Using the wrong schema type confuses search engines. A blog post should use Article, not WebPage. A service offering should use ProfessionalService or Service, not Product. Choose the most specific type that accurately describes your content.
Forgetting to update dateModified when revising content makes your articles appear stale. Google uses this date to assess freshness, and an article last modified two years ago will be treated differently from one updated last week.
Omitting the @id on Organization schema breaks the reference chain. Without a consistent @id, other pages cannot link their schema back to the central business entity, and the schema graph falls apart.
Frequently Asked Questions
Schema markup does not provide a direct ranking boost. However, it enables rich results (star ratings, FAQ dropdowns, breadcrumb trails) that increase click-through rates from search results. Higher CTR sends positive engagement signals to Google, which can indirectly improve rankings.

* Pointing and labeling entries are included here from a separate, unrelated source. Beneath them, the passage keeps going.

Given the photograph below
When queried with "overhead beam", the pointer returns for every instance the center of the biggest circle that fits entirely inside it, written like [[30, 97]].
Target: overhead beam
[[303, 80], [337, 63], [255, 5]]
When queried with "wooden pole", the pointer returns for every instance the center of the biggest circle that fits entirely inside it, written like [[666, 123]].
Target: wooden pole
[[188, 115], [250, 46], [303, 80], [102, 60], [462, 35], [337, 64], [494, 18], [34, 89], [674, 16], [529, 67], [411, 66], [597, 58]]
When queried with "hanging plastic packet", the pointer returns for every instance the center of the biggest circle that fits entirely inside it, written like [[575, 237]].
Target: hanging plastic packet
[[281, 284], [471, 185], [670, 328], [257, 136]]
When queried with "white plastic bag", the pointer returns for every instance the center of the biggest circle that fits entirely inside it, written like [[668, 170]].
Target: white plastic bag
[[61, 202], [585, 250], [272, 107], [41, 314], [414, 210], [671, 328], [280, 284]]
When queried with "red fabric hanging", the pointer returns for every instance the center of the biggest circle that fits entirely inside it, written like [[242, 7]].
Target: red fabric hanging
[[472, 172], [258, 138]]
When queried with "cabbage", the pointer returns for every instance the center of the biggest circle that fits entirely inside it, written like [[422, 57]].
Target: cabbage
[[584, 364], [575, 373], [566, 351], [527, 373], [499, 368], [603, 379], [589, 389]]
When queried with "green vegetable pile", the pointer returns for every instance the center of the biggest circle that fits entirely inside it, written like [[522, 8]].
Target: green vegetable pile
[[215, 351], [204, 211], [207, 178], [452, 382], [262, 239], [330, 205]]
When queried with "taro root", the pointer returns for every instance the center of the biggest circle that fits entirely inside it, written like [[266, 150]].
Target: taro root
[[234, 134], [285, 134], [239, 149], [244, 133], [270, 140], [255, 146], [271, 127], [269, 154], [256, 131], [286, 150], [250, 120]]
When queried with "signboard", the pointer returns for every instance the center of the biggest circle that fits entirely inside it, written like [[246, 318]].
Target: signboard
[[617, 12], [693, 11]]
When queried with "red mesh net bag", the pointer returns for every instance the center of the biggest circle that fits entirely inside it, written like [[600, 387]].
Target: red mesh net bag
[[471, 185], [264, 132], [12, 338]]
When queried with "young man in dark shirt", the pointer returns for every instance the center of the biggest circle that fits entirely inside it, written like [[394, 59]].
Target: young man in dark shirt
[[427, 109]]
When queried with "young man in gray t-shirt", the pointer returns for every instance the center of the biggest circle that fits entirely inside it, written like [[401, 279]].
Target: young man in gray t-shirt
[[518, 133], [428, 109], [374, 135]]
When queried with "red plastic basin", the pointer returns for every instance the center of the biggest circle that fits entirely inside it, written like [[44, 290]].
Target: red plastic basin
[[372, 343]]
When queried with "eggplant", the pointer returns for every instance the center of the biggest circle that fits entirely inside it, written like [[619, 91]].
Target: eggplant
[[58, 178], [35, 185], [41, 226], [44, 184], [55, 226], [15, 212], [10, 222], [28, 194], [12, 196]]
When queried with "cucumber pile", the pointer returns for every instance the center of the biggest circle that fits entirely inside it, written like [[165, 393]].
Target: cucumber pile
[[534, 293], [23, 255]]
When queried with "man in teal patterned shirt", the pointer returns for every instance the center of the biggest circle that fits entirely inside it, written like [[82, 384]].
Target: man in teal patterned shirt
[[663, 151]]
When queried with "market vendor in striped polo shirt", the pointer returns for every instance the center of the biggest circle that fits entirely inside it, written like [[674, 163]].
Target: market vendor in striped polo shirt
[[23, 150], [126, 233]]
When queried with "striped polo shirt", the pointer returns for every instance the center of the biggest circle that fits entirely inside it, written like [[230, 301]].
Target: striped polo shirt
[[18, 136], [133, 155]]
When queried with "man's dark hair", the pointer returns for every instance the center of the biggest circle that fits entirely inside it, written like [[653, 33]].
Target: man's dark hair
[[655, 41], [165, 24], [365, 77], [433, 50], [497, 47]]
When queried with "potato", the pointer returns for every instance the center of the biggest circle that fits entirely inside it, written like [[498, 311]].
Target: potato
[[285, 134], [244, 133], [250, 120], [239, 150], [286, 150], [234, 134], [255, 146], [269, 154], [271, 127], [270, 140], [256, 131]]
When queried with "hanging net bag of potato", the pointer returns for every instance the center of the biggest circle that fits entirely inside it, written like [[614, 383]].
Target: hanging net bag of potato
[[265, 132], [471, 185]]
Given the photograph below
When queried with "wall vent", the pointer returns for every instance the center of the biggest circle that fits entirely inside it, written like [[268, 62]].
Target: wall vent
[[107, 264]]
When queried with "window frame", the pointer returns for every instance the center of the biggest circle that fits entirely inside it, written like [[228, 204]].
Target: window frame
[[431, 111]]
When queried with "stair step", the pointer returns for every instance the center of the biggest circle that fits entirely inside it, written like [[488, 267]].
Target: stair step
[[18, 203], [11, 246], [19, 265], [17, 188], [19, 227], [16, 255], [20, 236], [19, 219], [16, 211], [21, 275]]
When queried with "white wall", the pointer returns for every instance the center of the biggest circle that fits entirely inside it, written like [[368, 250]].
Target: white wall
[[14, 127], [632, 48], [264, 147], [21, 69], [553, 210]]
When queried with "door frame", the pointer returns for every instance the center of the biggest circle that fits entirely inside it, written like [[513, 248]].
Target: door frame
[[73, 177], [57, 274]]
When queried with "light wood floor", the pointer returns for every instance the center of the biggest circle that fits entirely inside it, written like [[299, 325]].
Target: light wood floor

Google recommends JSON-LD. It is cleaner to implement because it sits in a script tag rather than being embedded in the HTML markup. JSON-LD is also easier to maintain and less prone to errors when the page design changes.
As many as are relevant. A service page might carry Organization, ProfessionalService, FAQPage, and BreadcrumbList schema simultaneously. The key is that each schema type accurately represents content that exists on the page. Do not add schema for content that is not visible to users.
Errors in schema markup can prevent rich results from appearing and may confuse search engines about your page content. Use Google's Rich Results Test and Schema Markup Validator to check your markup. Fix errors promptly — invalid schema is worse than no schema.